The margin of error is given by $E=$
An $80 \%$ confidence interval is given by
Answer
In conclusion, the point estimate, \( \bar{x} \), is approximately \(\boxed{107.2143}\) and the sample standard deviation, \( s \), is approximately \(\boxed{3.9842}\). The margin of error, \( E \), is approximately \(\boxed{5.11}\). An 80% confidence interval for the average resting heart rate of this patient is approximately \(\boxed{(102.11, 112.32)}\).
Step 1 :Given the heart rate measurements of a patient over a week, we are asked to estimate the average heart rate and its standard deviation. The measurements are as follows: 106, 107, 113, 100, 107, 108, 111, 107, 108, 101, 112, 112, 106, 103.
Step 2 :First, we calculate the point estimate, denoted as \( \bar{x} \), which is the sample mean of the measurements. The sample mean is calculated as the sum of all measurements divided by the number of measurements.
Step 3 :Using the given measurements, the sample mean, \( \bar{x} \), is approximately 107.2143.
Step 4 :Next, we calculate the sample standard deviation, denoted as \( s \). The sample standard deviation is a measure of the amount of variation or dispersion of the measurements.

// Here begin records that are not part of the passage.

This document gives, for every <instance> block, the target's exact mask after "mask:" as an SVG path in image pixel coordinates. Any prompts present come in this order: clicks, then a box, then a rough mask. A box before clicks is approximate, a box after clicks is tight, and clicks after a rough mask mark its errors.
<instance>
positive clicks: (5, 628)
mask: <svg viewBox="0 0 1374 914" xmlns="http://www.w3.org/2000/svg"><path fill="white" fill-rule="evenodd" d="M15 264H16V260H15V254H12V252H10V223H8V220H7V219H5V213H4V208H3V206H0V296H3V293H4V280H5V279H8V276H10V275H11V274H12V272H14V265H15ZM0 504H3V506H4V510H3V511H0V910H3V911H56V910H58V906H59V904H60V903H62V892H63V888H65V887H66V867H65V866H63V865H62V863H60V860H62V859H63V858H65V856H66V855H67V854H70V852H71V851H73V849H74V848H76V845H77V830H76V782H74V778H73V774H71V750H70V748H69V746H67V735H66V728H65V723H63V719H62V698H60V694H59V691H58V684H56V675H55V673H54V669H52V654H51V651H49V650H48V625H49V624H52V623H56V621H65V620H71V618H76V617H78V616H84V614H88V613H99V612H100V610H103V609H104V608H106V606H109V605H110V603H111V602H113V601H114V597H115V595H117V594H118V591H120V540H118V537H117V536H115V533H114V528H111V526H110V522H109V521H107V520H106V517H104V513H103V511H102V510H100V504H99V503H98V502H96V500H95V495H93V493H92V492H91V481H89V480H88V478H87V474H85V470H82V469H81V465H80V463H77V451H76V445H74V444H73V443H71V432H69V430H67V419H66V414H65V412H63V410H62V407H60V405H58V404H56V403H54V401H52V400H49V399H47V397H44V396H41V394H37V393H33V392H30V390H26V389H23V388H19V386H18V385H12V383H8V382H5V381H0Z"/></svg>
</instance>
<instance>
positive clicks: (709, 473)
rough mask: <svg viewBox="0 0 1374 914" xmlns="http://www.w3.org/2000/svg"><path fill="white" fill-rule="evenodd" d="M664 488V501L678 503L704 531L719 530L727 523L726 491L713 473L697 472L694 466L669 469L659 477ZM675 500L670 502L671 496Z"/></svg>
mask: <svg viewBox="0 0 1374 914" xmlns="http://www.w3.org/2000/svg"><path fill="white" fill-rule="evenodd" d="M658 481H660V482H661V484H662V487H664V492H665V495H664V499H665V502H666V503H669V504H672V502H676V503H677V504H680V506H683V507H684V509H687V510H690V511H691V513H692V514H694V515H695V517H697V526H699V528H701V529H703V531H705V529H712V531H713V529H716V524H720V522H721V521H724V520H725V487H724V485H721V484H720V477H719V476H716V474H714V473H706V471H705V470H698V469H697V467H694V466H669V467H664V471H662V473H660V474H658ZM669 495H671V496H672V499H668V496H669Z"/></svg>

Step 5 :Using the given measurements, the sample standard deviation, \( s \), is approximately 3.9842.
Step 6 :We are also asked to determine the margin of error and a confidence interval for the average resting heart rate of this patient at an 80% confidence level. The margin of error is calculated using the formula \( E = z \cdot s \), where \( z \) is the z-score corresponding to the desired confidence level and \( s \) is the sample standard deviation.
Step 7 :The z-score for an 80% confidence level is approximately 1.2816. Therefore, the margin of error, \( E \), is approximately 5.11.
Step 8 :Finally, we calculate the confidence interval, which is given by \( (\bar{x} - E, \bar{x} + E) \).
Step 9 :The 80% confidence interval for the average resting heart rate of this patient is approximately (102.11, 112.32). Therefore, we can be 80% confident that the true average resting heart rate of this patient lies within this interval.
Step 10 :In conclusion, the point estimate, \( \bar{x} \), is approximately \(\boxed{107.2143}\) and the sample standard deviation, \( s \), is approximately \(\boxed{3.9842}\). The margin of error, \( E \), is approximately \(\boxed{5.11}\). An 80% confidence interval for the average resting heart rate of this patient is approximately \(\boxed{(102.11, 112.32)}\).